Он выбежал в коридор и вернулся с кастрюлей.
«Лилькин винегрет», — екнуло мое сердце.
Я хотел было проинформировать гостей, что в кастрюле успел порыться Вирус, но, увидев, как у них загорелись глаза, промолчал. «Пес у нас ухоженный. Все прививки сделаны», — придумал я оправдание. Правда, себя обмануть не удалось. Для вида поковырявшись в винегрете, я отложил вилку в сторону.
— Райское наслаждение, — простонал Валера с набитым ртом.
— Бабушкин рецепт, — Лилька зарозовела от комплимента, прощая Валерию расчлененного сенбернара.
— Надоели все, — сказал Адам, с элегантной расслабленностью входя в квартиру в третьем часу ночи.
Он был в короткой белой шубе с черными пятнышками, напоминающей не то далматина, не то буренку.

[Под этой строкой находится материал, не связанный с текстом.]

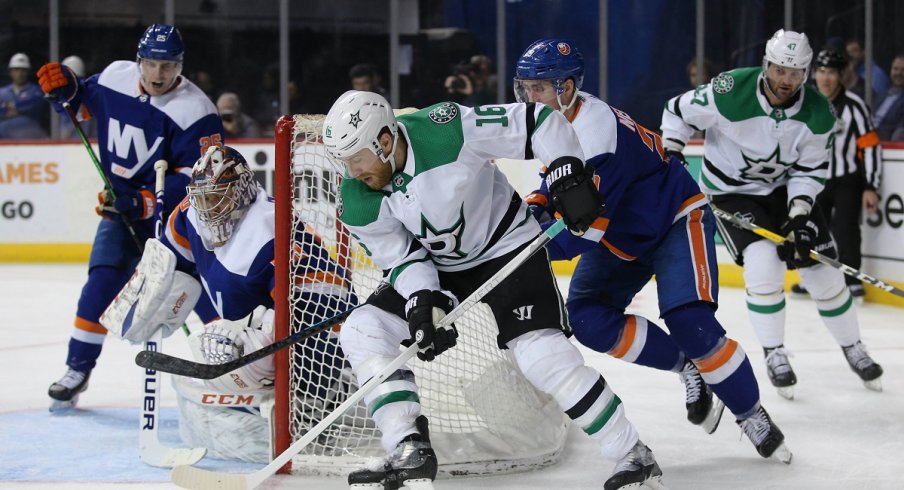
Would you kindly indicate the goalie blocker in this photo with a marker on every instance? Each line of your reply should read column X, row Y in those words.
column 157, row 296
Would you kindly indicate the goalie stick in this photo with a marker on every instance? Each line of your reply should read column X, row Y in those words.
column 183, row 367
column 200, row 479
column 775, row 237
column 150, row 450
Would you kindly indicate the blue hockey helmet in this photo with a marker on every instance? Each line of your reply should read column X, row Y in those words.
column 553, row 59
column 161, row 42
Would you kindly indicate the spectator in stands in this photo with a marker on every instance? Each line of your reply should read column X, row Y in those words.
column 23, row 113
column 484, row 80
column 365, row 77
column 67, row 130
column 854, row 48
column 692, row 77
column 889, row 116
column 236, row 123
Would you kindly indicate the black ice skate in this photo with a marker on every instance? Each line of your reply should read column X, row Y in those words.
column 862, row 364
column 765, row 436
column 412, row 465
column 703, row 408
column 636, row 469
column 65, row 391
column 780, row 373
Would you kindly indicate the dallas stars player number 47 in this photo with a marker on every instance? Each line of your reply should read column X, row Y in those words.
column 766, row 157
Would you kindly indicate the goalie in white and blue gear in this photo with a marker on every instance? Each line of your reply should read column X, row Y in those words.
column 766, row 157
column 223, row 234
column 434, row 213
column 631, row 240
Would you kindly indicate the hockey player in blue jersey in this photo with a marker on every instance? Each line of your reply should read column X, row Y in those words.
column 146, row 111
column 655, row 221
column 223, row 235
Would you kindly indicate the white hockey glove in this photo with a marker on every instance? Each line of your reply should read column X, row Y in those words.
column 156, row 297
column 221, row 341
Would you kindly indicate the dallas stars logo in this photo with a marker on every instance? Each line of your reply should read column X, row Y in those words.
column 443, row 114
column 355, row 119
column 444, row 243
column 767, row 169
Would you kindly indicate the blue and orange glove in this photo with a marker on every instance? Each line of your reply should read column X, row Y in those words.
column 58, row 82
column 133, row 205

На его голове красовался фиолетовый цилиндр.
— После «Вдовы Клико» захотелось чего-то безыскусно-простого, сердечного, — сказал он и, скинув шубу прямо на пол, смачно облобызал меня в уста. — И вот я здесь, служу народу!
Я никогда не считал наше семейство воплощением сермяжности, но, представив пузатых миллионеров и расписных красавцев, с которыми Адам провел большую часть новогодней ночи, был вынужден согласиться: да, к народу мы несоизмеримо ближе.
— Давно из Египта, ваше сиятельство? — я склонился в учтивом поклоне.
— Египет? — удивился Адам. — Ах, Египет. Самолет задержали по погодным условиям. На Ниле пурга и зверствуют крокодилы. Контрольный мазок! — заржал он, хлопнув по заднице Лильку, из любопытства выскочившую в коридор.
Она вытаращила глаза, демонстрируя негодование.
— Я санэпидемстанция, — строго сказал Адам. — Проверяю чистоту помыслов.
— Вы врач? — подыграл я, надеясь, что Лилька тоже примет участие в балагане.
— Еще какой! — Адам подкрутил несуществующие усы. — Профессор! Рекомендую почитать мою диссертацию «Клистир, как профилактика кариеса».
Затем он царственной походкой прошествовал к гостям и замер в центре комнаты в позе чайника (одна рука в сторону и вверх, другая на бедре). Против ожиданий, никто не упал к его ногам. И даже не оглянулся.
Дубай, восхищенный познаниями Кирыча в мировых валютах, строил ему куры. Марк, скосив глаза на соломинку, сосредоточенно всасывал ром-колу. Клавдия пила водку, не закусывая, и внимала Валере, который повествовал о симптомах собачьей чумки. Все были пьяны ровно настолько, чтобы любить ближнего, но уже не замечать остального.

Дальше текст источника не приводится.